Allo stadio la situazione è ancora più definita ed è qui la particolarità del mondo Saint-Gilloise: l’Union e i suoi tifosi hanno fatto dell’inclusività un punto fermo e l’integrazione sembra essere un processo più veloce rispetto a quello che avviene all’esterno. Quando si arriva allo stadio Joseph Marien — che geograficamente si trova nel Comune confinante di Forest— e si entra nello storico bar sotto la tribuna coperta fatta di mattoncini rossi come gli impianti inglesi di qualche decennio fa, si rimane abbastanza spiazzati: il clima che si respira è festoso, le sciarpe delle altre squadre sono appese alle pareti del locale e i tifosi si mescolano tra loro. Gli Union Bhoys, la firm dell’Usg dichiaratamente antirazzista ed inclusiva, cantano solo a sostegno della squadra e mai contro gli avversari. De Bruxelles la fiertè (di Bruxelles l’orgoglio) è uno dei cori più gettonati. Chi viene visto insultare gli avversari viene ripreso e allontanato. A fine partita che tu sia un ultrà, un tifoso occasionale o un italiano appassionato di calcio alla sua prima partita dell’USsg (come il sottoscritto ormai diversi anni fa) ci si ferma tutti insieme a bere birra e a parlare della partita. È difficile non sentirsi a casa in un ambiente simile e probabilmente è per questo che così tanti “forestieri” seguono la squadra.
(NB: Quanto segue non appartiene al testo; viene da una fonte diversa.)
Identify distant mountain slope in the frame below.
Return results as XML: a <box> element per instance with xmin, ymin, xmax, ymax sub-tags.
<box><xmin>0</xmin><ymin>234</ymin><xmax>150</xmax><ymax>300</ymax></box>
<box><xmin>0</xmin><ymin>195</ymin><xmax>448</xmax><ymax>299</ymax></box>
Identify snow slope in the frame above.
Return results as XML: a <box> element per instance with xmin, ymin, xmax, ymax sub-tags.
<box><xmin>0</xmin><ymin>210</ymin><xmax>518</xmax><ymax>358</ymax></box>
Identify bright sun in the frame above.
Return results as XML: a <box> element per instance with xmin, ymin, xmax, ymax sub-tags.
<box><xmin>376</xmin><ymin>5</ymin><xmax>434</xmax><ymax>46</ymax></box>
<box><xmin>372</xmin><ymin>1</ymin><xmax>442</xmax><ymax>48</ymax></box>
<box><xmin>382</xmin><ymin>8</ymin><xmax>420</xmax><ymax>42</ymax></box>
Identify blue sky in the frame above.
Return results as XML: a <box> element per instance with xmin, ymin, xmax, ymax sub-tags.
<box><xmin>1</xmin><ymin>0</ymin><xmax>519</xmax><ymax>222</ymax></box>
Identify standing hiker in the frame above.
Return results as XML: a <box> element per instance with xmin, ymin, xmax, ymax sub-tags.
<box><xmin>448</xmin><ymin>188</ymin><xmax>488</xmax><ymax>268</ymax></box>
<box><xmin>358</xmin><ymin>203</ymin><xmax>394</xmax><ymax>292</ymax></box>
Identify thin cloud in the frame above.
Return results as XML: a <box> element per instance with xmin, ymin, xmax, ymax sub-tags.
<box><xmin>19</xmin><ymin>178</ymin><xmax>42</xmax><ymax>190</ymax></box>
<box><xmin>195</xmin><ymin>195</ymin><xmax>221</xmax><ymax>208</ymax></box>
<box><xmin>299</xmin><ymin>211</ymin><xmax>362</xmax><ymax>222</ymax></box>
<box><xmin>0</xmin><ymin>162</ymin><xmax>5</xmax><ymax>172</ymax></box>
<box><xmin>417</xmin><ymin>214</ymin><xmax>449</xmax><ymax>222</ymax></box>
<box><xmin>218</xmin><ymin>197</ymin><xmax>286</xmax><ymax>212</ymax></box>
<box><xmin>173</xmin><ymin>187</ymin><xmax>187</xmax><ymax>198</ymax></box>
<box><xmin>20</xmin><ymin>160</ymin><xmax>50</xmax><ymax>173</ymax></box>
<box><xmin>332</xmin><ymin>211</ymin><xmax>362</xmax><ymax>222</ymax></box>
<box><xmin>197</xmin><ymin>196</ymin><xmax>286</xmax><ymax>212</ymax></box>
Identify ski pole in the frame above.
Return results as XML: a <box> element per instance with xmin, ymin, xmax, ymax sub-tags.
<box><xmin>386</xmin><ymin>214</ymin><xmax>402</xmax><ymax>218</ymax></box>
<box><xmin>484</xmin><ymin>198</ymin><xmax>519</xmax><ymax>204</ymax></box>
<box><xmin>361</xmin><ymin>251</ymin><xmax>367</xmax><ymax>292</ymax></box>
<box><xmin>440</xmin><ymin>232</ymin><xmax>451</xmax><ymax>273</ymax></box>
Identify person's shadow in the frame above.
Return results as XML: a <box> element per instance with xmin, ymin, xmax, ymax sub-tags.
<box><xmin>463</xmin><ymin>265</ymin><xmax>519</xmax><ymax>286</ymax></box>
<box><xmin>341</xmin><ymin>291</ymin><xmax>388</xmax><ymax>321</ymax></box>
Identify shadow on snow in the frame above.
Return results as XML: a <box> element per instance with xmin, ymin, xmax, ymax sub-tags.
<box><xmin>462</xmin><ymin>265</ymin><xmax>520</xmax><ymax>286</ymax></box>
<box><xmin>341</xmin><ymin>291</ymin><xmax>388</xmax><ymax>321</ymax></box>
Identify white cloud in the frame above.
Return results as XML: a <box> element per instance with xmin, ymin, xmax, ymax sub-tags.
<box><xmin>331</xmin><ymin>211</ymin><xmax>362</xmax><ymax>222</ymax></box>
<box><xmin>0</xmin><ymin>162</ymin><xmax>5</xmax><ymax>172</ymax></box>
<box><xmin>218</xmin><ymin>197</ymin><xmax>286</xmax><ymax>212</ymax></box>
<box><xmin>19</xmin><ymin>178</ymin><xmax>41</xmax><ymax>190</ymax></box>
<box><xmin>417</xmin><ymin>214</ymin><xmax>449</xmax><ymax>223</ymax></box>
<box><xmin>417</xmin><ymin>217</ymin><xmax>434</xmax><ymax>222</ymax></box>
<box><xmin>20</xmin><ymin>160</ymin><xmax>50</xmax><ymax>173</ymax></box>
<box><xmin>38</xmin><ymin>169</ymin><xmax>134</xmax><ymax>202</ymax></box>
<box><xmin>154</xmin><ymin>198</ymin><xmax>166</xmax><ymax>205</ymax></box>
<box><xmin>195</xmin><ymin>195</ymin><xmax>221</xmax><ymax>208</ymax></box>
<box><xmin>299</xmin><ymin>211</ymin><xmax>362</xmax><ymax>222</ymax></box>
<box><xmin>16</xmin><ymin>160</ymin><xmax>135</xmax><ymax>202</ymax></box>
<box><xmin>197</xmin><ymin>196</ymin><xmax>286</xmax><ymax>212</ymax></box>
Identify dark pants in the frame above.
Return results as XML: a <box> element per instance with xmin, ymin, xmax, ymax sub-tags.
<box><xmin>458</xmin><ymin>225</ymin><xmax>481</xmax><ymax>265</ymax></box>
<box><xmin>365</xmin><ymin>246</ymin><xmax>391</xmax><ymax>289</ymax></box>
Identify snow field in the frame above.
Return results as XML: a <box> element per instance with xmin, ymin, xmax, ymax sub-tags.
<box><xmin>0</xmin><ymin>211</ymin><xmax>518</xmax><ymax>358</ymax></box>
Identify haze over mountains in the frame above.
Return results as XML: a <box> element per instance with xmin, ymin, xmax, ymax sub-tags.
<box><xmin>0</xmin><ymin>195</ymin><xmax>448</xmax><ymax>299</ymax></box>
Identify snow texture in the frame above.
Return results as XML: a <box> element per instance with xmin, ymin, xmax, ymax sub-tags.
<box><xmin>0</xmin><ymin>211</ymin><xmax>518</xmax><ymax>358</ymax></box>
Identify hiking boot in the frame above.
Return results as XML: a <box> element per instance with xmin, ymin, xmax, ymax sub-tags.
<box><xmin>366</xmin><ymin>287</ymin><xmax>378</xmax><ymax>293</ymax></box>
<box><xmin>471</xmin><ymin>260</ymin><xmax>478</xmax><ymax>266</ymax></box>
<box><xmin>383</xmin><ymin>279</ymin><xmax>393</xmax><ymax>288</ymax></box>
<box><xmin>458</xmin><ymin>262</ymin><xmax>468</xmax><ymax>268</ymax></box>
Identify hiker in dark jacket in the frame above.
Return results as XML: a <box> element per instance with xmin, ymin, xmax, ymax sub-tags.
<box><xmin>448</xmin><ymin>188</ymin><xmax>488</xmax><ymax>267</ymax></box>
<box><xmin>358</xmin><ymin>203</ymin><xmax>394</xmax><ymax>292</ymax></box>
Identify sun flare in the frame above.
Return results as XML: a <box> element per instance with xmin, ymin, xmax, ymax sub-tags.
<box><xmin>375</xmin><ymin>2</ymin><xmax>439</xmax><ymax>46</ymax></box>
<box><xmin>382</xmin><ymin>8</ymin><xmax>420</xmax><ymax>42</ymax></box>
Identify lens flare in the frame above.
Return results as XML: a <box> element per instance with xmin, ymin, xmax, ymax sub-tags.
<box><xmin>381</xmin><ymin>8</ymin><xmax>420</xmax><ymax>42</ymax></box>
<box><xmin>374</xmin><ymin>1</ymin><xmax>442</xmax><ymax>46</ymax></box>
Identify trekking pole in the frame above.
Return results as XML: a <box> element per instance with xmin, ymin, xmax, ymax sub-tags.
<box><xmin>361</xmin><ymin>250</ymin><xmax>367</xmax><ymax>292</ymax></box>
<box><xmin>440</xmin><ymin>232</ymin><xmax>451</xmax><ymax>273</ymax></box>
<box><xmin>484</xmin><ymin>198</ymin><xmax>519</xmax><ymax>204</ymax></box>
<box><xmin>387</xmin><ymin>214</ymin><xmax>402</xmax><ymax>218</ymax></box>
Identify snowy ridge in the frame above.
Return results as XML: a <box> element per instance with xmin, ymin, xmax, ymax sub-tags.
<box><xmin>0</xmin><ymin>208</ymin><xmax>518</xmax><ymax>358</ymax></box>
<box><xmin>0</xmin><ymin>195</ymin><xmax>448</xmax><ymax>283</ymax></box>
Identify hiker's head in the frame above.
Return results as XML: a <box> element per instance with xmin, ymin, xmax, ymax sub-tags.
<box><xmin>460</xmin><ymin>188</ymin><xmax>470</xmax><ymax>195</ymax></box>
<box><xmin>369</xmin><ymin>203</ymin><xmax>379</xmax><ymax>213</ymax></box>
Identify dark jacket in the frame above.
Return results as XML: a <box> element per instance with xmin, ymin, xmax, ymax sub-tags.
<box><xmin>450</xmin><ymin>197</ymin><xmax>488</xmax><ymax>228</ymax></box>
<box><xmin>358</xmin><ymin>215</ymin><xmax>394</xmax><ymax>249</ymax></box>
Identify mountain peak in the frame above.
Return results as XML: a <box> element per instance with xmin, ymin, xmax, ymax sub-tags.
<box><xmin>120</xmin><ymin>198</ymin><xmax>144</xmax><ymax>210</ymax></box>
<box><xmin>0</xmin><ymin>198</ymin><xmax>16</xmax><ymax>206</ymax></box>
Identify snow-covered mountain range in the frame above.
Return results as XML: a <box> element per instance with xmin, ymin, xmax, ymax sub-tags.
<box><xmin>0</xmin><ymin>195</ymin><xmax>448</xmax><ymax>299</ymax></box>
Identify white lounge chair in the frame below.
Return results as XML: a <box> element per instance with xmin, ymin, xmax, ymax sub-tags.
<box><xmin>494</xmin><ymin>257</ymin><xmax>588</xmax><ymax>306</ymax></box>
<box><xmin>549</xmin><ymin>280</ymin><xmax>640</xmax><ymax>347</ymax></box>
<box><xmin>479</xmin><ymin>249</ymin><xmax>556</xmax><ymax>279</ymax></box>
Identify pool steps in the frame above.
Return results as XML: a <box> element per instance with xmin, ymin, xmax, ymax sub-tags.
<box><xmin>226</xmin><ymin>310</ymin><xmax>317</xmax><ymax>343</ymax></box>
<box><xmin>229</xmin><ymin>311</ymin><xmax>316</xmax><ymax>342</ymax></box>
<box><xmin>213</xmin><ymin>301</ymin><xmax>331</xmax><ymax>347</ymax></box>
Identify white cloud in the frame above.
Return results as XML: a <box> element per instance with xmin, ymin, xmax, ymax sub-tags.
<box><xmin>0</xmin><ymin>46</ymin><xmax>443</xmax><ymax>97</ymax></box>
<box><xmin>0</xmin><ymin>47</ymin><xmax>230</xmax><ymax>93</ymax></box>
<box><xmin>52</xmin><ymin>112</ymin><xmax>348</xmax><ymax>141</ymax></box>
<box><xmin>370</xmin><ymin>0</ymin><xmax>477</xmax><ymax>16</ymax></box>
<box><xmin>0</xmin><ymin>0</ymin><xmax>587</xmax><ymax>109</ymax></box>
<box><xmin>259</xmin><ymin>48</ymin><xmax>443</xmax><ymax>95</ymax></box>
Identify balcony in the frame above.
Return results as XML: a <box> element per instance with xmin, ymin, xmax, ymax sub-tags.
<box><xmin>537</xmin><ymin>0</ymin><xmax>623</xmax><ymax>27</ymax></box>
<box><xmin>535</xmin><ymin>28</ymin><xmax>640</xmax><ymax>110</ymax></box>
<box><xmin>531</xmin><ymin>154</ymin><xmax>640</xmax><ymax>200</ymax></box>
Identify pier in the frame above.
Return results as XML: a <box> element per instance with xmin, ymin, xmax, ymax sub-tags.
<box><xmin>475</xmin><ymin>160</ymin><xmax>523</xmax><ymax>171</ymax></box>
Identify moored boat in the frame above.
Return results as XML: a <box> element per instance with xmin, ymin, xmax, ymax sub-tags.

«Fino a pochi anni fa dopo le partite ci fermavamo anche noi giocatori al bar con i tifosi. Ora dopo le varie promozioni la situazione è un po’ diversa ma l’identità è rimasta la stessa», racconta a Linkiesta Ignazio Cocchiere, che a Bruxelles da più di dieci anni gioca a calcio e lavora per le istituzioni europee. Cocchiere è arrivato in Belgio nel 2012 pochi anni dopo aver vinto un campionato italiano primavera con l’Inter di Mario Balotelli e Leonardo Bonucci. Si sarebbe dovuto fermare per un breve periodo, tempo di completare la tesi di laurea; invece, da allora non ha più lasciato Bruxelles. L’Usg è stato il suo primo datore di lavoro poi è iniziata anche la carriera nelle istituzioni europee, prima in Parlamento poi in Commissione. Nell’Union, Cocchiere è rimasto per tre anni e mezzo fino al 2016, segnando ventinove gol da esterno d’attacco e trascinando la squadra fino alla seconda divisione.
«Io mi sentirò sempre parte dell’Union, è stata la mia prima squadra in Belgio e dopo due promozioni siamo riusciti ad arrivare fino in seconda divisione gettando le basi per il percorso attuale. Credo che questo senso di appartenenza che porta a sentirsi coinvolti nel mondo Saint-Gilloise sia percepito allo stesso modo anche dai tifosi, soprattutto tra gli expat. L’integrazione nel contesto giallo-blu è molto veloce, sembra una descrizione un po’ retorica ma è veramente così. Probabilmente è per questo che a seguire l’Union ci sono tifosi di diverse nazionalità. Ovviamente non mancano gli italiani, tanto che qualche anno fa è nato il gruppo Union Bhoys Italian Branch e anche alcuni fan club bruxellesi di squadre di serie A seguono l’Usg», conclude Cocchiere.
Quello che affronterà stasera la Roma non è il club più forte, né il più vincente del Belgio. Non è nemmeno la prima squadra di Bruxelles, vista la presenza dell’Anderlecht che di trofei nella sua storia ne ha sollevati una sessantina, di cui cinque internazionali. E probabilmente è anche un club un po’ hipster sul quale ultimatamente si sono concentrate molte attenzioni, come dicono in Belgio. Ma è oggettivo che sotto la superficie ci sia anche tanta sostanza fatta di aggregazione, inclusività e integrazione che rendono questo progetto «de Bruxelles la fiertè».